Mohamed Bellahmed a été interpellé dans la nuit de mardi à mercredi par les fonctionnaires du commissariat du XVIIIe arrondissement de Paris, après le signalement de cris provenant de son domicile. La compagne ou l'ex-compagne du rappeur a été prise en charge par les sapeurs-pompiers.
Le rappeur Moha La Squale placé en garde à vue à Paris pour des violences conjugales
Moha La Squale en juin 2018 sur le plateau de "Clique Dimanche" sur Canal+. (capture écran)
Par Stéphane Cazaux
Le mercredi 27 mai 2026 à 22:22

Le rappeur Moha La Squale a été interpellé et placé en garde à vue dans la nuit de mardi à mercredi, dans le XVIIIe arrondissement de Paris. Il est soupçonné de violences conjugales, a appris Actu17 de source proche de l'affaire.

Ce sont des voisins de l'artiste, de son vrai nom Mohamed Bellahmed, qui ont alerté la police peu après 2 heures, à la suite des hurlements d'une femme. Un témoin évoque "des appels à l'aide" de la victime. Rapidement sur les lieux, les forces de l'ordre ont pénétré dans l'appartement du rappeur. "Il a tenté de prendre la fuite par les toits avant d'être arrêté", explique une deuxième source.

La victime a été prise en charge par les sapeurs-pompiers. Une enquête a été ouverte et confiée à la brigade locale de protection de la famille (BLPF) du commissariat du XVIIIe arrondissement. Sollicité, le parquet de Paris n'a pas donné suite dans l'immédiat.

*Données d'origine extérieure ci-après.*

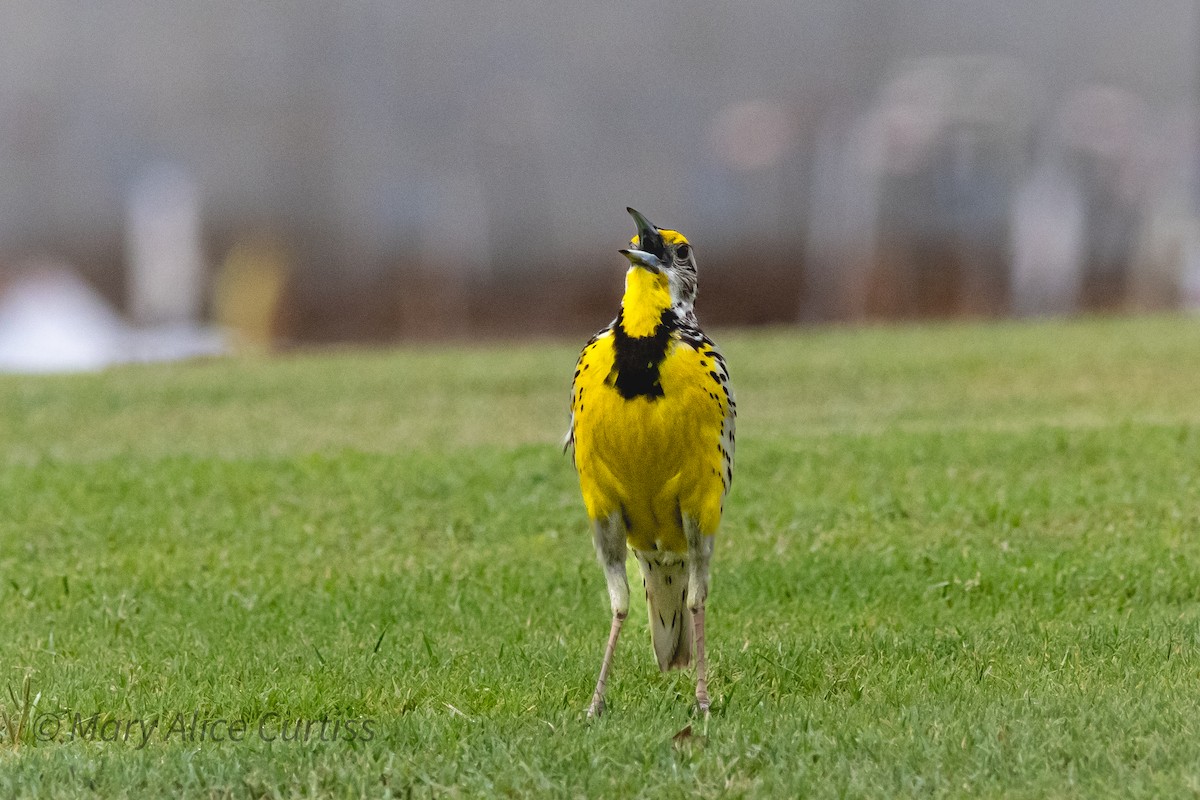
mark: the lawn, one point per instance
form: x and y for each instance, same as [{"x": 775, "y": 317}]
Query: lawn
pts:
[{"x": 958, "y": 560}]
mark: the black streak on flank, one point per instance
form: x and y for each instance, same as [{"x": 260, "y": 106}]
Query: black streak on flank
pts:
[{"x": 639, "y": 358}]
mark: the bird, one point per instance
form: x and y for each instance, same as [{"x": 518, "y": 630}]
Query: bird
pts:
[{"x": 652, "y": 438}]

Déjà condamné pour violences conjugales en 2024

Mohamed Bellahmed est déjà bien connu de la justice. En septembre 2020, plusieurs jeunes femmes ont porté plainte contre le rappeur, qui s'est retrouvé au cœur du mouvement #BalanceTonRappeur sur les réseaux sociaux. Le parquet de Paris a alors ouvert une enquête pour violences et agressions sexuelles, avant sa mise en examen en juin 2021. L'artiste a ensuite enchaîné les déboires : placement en détention provisoire en juillet 2022 pour violation de son contrôle judiciaire, puis une nouvelle mise en examen pour viol, ajoutée au dossier en juillet 2022.

Assigné à résidence, il a pris la fuite à l'étranger fin 2023, avant d'être arrêté par la police allemande en vertu d'un mandat d'arrêt européen et remis aux autorités françaises début 2024. Le 5 juillet 2024, il a été condamné par le tribunal judiciaire de Paris à quatre ans de prison, dont trois ferme, pour des faits de violences conjugales, séquestrations et menaces de mort commis entre 2017 et 2021 sur six anciennes compagnes. Le rappeur a été libéré le 25 août 2025.